Rinott Ruty, Carmeli Boaz, Kent Carmel, Landau Daphna, Maman Yonatan, Rubin Yoav, Slonim Noam
IBM Haifa Research Labs, 165 Aba Hushi st., Haifa 31905, Israel.
Stud Health Technol Inform. 2011;169:140-4.
Existing Clinical Decision Support Systems (CDSSs) typically rely on rule-based algorithms and focus on tasks like guidelines adherence and drug prescribing and monitoring. However, the increasing dominance of Electronic Health Record technologies and personalized medicine suggest great potential for prognostic data-driven CDSS. A major goal for such systems would be to accurately predict the outcome of patients' candidate treatments by statistical analysis of the clinical data stored at a Health Care Organization.
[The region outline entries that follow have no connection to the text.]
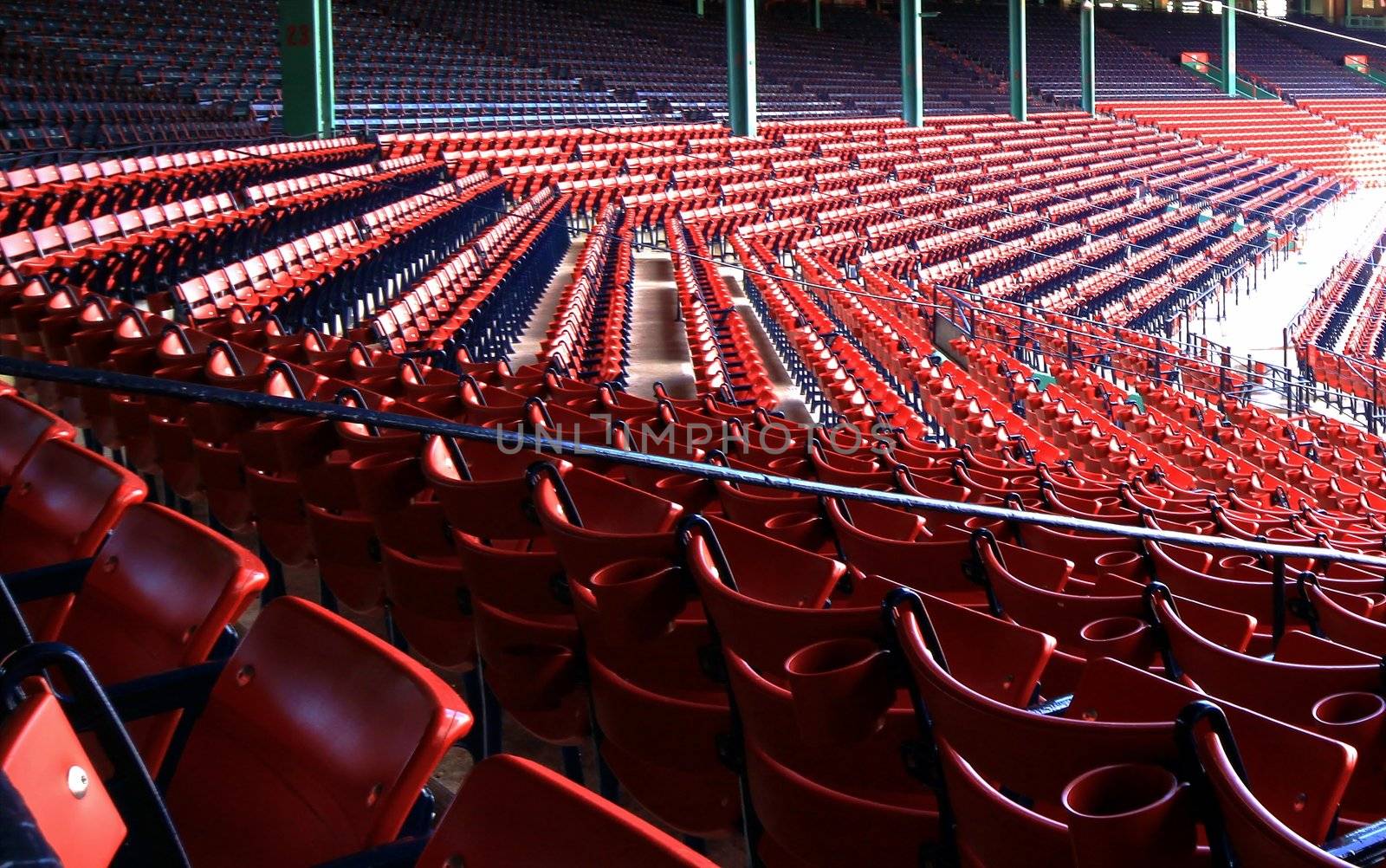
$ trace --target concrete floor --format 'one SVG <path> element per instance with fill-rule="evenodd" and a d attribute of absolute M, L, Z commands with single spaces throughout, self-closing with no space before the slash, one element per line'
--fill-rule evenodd
<path fill-rule="evenodd" d="M 1229 301 L 1221 319 L 1209 311 L 1203 336 L 1229 345 L 1236 355 L 1258 362 L 1293 366 L 1295 352 L 1286 351 L 1285 327 L 1329 272 L 1349 252 L 1369 247 L 1386 230 L 1386 190 L 1356 190 L 1326 205 L 1300 233 L 1300 250 L 1289 261 L 1261 276 L 1256 288 Z M 1195 315 L 1195 330 L 1202 319 Z M 1346 330 L 1344 330 L 1346 331 Z"/>

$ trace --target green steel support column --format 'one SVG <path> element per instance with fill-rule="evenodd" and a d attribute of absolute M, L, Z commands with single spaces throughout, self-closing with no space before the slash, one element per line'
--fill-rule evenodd
<path fill-rule="evenodd" d="M 1222 3 L 1222 90 L 1236 96 L 1236 4 Z"/>
<path fill-rule="evenodd" d="M 726 0 L 726 107 L 733 136 L 755 134 L 755 0 Z"/>
<path fill-rule="evenodd" d="M 1026 67 L 1026 0 L 1010 0 L 1010 116 L 1030 114 L 1030 69 Z"/>
<path fill-rule="evenodd" d="M 317 0 L 317 22 L 323 32 L 322 50 L 317 54 L 319 90 L 323 119 L 327 122 L 323 134 L 331 136 L 337 126 L 337 75 L 333 58 L 333 0 Z"/>
<path fill-rule="evenodd" d="M 909 126 L 924 122 L 924 15 L 922 0 L 900 0 L 900 96 Z"/>
<path fill-rule="evenodd" d="M 279 0 L 279 61 L 286 136 L 330 136 L 333 92 L 331 0 Z"/>
<path fill-rule="evenodd" d="M 1098 114 L 1098 28 L 1095 4 L 1082 0 L 1078 10 L 1078 80 L 1082 86 L 1082 111 Z"/>

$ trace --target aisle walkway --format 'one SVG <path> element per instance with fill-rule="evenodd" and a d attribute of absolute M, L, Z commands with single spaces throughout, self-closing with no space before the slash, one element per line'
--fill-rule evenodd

We formally define the concepts involved in the development of such a system, highlight an inherent difficulty arising from bias in treatment allocation, and propose a general strategy to address this difficulty. Experiments over hypertension clinical data demonstrate the validity of our approach.
现有的临床决策支持系统(CDSS)通常依赖基于规则的算法,专注于如遵循指南、药物处方和监测等任务。然而,电子健康记录技术的日益主导地位和个性化医疗表明,基于预后数据驱动的CDSS具有巨大潜力。此类系统的一个主要目标是通过对存储在医疗保健机构的临床数据进行统计分析,准确预测患者候选治疗的结果。我们正式定义了开发此类系统所涉及的概念,突出了治疗分配偏差所带来的一个固有困难,并提出了一种解决这一困难的通用策略。对高血压临床数据的实验证明了我们方法的有效性。